Se è vero, dunque, che - come sostenuto dal ricorrente - il sequestro conservativo si converte ope legis in pignoramento, ai sensi dell'art. 320 c.p.p., comma 1, solamente in forza di condanna al pagamento di una pena pecunia ria o di condanna al risarcimento del danno in favore della parte civile che ne costituiscono il titolo, la circostanza, tuttavia, che il sequestro conservativo non possa "ancora" convertirsi di diritto in pignoramento non implica affatto che esso non mantenga la funzione di garanzia sua propria, quando il processo penale, lungi dall'essersi concluso con una sentenza irrevocabile di proscioglimento o di non luogo a procedere, è stato definito con una sentenza irrevocabile con la quale è stata applicata la pena, ex art. 444 cod. proc. pen..

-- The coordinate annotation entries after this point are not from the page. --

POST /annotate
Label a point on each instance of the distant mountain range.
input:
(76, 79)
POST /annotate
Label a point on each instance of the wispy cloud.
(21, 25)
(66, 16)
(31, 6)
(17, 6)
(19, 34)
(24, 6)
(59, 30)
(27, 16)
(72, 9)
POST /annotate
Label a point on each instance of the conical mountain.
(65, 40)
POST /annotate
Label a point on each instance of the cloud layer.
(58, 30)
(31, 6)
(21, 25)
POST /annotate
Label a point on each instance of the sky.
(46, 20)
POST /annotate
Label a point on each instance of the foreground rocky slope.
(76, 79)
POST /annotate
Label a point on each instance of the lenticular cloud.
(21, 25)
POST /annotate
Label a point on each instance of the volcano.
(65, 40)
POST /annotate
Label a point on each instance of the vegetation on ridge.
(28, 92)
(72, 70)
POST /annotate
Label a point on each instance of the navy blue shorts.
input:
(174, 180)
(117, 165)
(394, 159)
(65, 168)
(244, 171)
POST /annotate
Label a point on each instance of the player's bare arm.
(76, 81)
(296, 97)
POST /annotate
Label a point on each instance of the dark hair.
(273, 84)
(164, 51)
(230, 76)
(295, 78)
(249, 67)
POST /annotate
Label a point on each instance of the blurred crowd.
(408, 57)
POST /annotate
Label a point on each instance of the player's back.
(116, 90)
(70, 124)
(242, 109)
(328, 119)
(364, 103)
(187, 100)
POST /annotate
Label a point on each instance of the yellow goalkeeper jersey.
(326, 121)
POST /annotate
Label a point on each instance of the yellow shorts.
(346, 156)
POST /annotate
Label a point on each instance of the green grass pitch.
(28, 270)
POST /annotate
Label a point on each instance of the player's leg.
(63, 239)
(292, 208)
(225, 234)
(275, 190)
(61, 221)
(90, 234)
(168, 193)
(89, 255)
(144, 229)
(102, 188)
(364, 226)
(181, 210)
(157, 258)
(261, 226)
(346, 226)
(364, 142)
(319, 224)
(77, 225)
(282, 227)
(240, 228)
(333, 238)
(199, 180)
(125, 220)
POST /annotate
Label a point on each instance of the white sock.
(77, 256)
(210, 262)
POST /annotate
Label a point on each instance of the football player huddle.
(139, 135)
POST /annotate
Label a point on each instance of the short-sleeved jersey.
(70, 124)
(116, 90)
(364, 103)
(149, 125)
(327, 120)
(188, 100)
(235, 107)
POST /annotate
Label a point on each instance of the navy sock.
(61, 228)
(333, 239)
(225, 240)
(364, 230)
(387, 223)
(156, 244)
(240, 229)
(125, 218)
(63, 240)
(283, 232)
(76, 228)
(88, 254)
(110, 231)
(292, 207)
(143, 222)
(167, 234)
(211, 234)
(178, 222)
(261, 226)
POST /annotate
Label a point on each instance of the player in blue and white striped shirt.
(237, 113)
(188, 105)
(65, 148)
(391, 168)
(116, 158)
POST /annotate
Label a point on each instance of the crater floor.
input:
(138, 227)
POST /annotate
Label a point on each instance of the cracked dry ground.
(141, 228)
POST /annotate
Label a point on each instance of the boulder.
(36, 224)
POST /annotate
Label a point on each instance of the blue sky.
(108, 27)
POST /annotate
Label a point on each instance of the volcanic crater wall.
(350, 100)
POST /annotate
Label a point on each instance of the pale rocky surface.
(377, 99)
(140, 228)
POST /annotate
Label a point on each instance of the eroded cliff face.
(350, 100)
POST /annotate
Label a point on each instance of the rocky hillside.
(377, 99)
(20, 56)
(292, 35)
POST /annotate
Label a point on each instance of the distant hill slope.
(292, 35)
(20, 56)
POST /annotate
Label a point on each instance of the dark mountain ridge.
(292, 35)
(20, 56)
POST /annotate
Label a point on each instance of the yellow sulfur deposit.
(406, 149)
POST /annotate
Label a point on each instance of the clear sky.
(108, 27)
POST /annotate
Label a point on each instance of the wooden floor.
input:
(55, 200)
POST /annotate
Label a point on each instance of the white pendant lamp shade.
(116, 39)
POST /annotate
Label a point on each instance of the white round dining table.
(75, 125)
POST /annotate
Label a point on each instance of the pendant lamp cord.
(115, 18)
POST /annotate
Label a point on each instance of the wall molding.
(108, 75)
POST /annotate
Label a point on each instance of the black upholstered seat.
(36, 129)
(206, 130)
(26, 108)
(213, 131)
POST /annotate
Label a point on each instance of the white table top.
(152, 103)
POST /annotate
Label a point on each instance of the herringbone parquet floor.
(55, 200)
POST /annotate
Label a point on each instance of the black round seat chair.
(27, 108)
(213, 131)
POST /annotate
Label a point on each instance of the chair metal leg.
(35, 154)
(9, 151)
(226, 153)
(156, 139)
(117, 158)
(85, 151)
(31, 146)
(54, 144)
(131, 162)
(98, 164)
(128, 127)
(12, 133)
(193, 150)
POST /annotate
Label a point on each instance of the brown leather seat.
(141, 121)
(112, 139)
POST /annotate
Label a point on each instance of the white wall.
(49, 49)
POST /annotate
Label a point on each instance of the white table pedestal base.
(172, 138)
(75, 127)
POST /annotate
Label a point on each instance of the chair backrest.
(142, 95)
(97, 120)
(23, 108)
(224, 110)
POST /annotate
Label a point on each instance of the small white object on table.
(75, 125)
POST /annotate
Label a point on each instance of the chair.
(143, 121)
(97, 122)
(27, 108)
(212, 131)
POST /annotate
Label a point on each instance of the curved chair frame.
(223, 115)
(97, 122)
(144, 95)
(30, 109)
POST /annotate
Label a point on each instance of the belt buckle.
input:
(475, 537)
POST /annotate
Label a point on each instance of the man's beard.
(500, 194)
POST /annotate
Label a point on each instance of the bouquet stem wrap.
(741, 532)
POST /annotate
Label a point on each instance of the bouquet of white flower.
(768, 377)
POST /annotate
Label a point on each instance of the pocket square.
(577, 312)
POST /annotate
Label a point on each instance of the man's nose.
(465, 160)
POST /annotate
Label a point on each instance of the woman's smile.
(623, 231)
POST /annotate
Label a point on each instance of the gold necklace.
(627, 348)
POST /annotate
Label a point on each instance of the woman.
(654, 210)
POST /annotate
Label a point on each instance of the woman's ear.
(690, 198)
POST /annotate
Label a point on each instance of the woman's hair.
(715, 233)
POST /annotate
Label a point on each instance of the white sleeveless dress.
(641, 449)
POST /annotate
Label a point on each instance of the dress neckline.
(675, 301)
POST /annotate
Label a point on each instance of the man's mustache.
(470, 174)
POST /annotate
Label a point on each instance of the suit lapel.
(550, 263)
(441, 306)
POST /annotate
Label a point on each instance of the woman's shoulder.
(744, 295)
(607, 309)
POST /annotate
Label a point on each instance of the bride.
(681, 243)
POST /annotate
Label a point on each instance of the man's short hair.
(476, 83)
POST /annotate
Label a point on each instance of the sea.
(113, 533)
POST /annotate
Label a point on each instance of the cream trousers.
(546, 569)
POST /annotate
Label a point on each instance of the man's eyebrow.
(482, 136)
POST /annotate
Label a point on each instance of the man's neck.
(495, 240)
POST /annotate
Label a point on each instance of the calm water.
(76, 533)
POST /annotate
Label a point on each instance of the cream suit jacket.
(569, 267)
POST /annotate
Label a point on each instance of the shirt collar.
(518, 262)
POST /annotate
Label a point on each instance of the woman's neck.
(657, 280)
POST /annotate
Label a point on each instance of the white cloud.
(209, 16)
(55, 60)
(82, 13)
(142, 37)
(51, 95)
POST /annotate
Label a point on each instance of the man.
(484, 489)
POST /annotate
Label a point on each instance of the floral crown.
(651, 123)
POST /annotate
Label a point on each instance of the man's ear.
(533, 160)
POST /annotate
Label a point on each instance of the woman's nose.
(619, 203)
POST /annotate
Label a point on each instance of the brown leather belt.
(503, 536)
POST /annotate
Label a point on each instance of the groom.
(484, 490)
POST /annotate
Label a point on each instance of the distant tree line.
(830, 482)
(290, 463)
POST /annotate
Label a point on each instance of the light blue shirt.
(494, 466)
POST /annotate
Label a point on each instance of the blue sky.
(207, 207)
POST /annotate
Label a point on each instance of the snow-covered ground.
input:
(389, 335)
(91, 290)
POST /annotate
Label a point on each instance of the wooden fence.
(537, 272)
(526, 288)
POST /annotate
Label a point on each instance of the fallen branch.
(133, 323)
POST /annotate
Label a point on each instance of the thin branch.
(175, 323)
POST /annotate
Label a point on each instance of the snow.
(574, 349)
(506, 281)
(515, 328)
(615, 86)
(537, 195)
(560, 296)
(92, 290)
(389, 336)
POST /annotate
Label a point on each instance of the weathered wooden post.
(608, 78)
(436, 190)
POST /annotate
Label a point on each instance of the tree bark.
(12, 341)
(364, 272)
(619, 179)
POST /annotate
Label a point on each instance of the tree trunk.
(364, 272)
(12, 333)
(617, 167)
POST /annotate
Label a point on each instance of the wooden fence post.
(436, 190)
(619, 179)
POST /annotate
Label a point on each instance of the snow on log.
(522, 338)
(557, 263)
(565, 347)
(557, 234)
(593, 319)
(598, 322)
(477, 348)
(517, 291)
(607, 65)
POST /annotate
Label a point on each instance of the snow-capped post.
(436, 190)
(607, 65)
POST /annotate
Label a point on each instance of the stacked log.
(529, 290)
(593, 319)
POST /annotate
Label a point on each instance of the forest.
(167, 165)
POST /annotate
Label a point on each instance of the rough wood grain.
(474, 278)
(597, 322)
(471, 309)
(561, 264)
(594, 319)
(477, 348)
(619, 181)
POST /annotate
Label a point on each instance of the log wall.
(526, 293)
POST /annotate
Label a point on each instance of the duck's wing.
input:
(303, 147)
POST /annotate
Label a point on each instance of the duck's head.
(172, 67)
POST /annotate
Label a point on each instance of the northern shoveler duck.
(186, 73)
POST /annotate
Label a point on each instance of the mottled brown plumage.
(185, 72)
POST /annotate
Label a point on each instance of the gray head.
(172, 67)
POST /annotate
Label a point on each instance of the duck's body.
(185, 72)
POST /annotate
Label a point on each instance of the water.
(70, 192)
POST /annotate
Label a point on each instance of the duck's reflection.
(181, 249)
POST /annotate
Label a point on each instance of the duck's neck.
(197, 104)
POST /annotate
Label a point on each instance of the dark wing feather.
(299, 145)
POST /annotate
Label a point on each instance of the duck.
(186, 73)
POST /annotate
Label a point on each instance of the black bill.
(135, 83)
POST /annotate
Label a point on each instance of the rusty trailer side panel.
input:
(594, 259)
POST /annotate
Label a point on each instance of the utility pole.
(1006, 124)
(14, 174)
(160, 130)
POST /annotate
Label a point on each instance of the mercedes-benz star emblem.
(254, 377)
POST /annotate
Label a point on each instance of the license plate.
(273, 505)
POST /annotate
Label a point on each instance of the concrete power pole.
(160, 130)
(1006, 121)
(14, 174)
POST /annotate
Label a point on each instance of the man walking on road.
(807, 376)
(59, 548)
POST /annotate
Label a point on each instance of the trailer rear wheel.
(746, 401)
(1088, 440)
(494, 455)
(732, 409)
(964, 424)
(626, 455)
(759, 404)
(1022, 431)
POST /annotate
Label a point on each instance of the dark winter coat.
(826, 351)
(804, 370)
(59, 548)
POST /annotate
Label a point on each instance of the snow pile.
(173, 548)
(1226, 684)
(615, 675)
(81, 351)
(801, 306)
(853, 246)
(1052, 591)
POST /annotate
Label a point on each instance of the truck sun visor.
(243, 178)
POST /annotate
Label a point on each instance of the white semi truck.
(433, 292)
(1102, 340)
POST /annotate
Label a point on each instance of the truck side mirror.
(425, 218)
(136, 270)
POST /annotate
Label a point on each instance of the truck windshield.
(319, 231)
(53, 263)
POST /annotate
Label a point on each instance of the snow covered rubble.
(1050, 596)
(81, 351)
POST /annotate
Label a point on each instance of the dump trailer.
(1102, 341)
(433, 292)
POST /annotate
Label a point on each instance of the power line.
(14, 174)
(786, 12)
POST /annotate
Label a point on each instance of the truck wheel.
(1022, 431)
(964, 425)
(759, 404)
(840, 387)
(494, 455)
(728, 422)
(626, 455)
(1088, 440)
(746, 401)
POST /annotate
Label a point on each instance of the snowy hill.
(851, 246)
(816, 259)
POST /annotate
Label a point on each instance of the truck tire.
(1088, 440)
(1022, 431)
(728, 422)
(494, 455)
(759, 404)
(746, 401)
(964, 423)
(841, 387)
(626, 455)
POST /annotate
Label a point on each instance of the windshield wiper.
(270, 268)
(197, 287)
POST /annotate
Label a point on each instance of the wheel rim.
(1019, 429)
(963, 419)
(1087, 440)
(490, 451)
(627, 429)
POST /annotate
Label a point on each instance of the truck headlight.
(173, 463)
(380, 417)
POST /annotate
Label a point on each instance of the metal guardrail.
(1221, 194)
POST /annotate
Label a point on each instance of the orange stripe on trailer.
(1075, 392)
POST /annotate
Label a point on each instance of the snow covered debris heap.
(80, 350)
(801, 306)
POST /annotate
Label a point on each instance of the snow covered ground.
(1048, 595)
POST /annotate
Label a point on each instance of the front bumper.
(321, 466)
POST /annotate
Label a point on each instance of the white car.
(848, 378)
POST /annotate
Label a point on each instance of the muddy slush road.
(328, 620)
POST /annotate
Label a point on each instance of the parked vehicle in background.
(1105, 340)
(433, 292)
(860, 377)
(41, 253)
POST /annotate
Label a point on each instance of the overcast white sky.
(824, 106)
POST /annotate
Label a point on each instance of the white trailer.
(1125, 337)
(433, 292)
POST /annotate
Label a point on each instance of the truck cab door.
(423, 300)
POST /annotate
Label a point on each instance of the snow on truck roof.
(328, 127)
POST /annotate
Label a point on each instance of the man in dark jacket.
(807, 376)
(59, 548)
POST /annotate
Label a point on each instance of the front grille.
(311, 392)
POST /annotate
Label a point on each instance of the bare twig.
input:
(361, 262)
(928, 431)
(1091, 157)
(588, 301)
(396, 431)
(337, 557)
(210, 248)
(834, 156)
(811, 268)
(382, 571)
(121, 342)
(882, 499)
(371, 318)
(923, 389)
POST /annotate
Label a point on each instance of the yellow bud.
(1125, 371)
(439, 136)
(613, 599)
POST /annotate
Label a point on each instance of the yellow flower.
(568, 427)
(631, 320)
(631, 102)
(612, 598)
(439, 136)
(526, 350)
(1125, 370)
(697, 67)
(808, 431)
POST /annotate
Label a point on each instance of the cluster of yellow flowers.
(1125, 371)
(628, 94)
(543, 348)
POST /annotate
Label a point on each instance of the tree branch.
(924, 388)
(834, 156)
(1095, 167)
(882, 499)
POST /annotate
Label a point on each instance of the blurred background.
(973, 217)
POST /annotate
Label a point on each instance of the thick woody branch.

Naturalmente, non può per ciò solo ritenersi che il sequestro conservativo conservi effetti giuridici illimitati nel tempo, stante la natura "cautelare" della misura che, come si è detto, è legittima solo in quanto funzionale e collegata ad una pronunzia sul merito della domanda risarcitoria. Deve, quindi, ritenersi che -in analogia con quanto dispone il codice di procedura civile nel caso di azioni cautelari "ante causam" o di azioni cautelari collegate a domande per le quali sopravviene un difetto di giurisdizione (art. 669-nonies c.p.p., u.c.) - in caso di applicazione di pena, il sequestro conservativo è destinato a divenire inefficace soltanto ove l'azione risarcitoria, già esercitata in sede penale, non venga Iniziata nei termini previsti dall'art. 669-octies cod. proc. civ..

Conseguentemente, nell'ipotesi in esame, pur non operando la conversione automatica del sequestro conservativo, ai sensi dell'art. 320 cod. proc. pen., per mancanza della condanna al risarcimento del danno in favore della parte civile, tuttavia, non può essere posta nel nulla la funzione di garanzia del sequestro conservativo; tale funzione può e deve essere mantenuta ai fini dell'azione civile se, come nella specie, essa risulta tempestivamente riassunta nella sede propria.

Il ricorso, pertanto, deve essere rigettato con conseguente condanna del ricorrente al pagamento delle spese processuali.

P.Q.M.
Rigetta il ricorso e condanna il ricorrente al pagamento delle spese processuali.

Così deciso in Roma, nella camera di consiglio, il 21 gennaio 2011.